# IMHO----Bookcliffs deer quality contiues nose dive



## goofy elk (Dec 16, 2007)

Well, I've been visiting the Books for 25 years now ...

Watched the AWESOME days of AR's turn to disastor of general season.

Then closed to deer hunting for 4 years ........

Reopen to LE, and VERY, very good from 2000- about 09 ...

2010 til now, HUGE nose dive in quality and falling---Yoo many permits, IMO.

Les hear it UWN guys,,, Opinions anyone?.


----------



## stillhunterman (Feb 15, 2009)

I get so tired of you and those of your I'll crying and biotching about "quality and inches" sometimes I just want to puke.-O,-


----------



## Critter (Mar 20, 2010)

The Book Cliffs and a few other units in Utah were always about inches except for those few years that it was open to any buck and everything got shot. There are also some of us on here that only shoot a deer every few years and don't need to shoot one every year and would like to see areas like the Book Cliffs improve. 

The stories are all over the pages of this forum. Everyone settles for a smaller buck when if they would be a little bit selective then they just might see a larger one after a couple of years. I have talked to quite a few hunters in the field that say that they can't find a larger buck and they usually have a 2 pt on their 4 wheeler. I guess that they figure that a 4 pt is born that way.


----------



## Truelife (Feb 6, 2009)

I agree with both Goofy and Critter. I spent the summer and my hunt on the Vernon this year. The reason I did so was becuase I spent a few days each of the last couple of years on the book cliffs and didn't feel it was enough better than the vernon to make the drive.
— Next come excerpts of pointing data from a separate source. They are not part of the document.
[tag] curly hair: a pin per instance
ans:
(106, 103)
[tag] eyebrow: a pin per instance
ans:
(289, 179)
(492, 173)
I feel that about the same time range could be applied on the vernon for it starting to dive.

The frustrating thing to me is that it seems there could be logical workarounds that make sense and could benefit all parties.

If they feel they need to increase the tags to double then why not make half of the tags management tags. Both units need a management hunt desperately. They would still get the same amount of $$$ from tags. People like Stillhunterman could go and shoot something small because they don't really care about big deer, and those who do care about big deer would get the benefit of a lot of medium sized bucks having the opportunity to grow a little older.

Why does it always have to be boom or bust?


----------



## wyoming2utah (Sep 12, 2007)

The problem is that everyone wants bigger bucks and the ability to hunt them...So, to try and compensate hunters the DWR manages for different types of hunts--General, LE, and Premium LE. The bookcliffs unit is managed for more mature bucks than a general unit, but not for as many mature bucks as a premium LE unit. People need to recognize these differences before they apply for hunts. Goofy, would you say that the Bookcliffs unit is above the general units as far as quality is concerned? I bet you would....would you say it is below the Henry's or the Pauns? I bet you would. You can complain about quality dropping on the Bookcliffs all you want, but the truth is that it fits probably exactly where it should--between the Premium units and the General units.

What drives me nuts is that many of the trophy hunters want all the units managed for monster bucks....it shouldn't be that way!


----------



## swbuckmaster (Sep 14, 2007)

In case you didn't notice they cut over a hundred tags in the bookcliffs this year. If your worried about quality on a le unit don't buy the tag on rebuilding cycles!

As far as quality goes on the bookcliffs. I would have given my 13 archery points and my left nut to hunt it this year! This was one of the best years for horn growth out there!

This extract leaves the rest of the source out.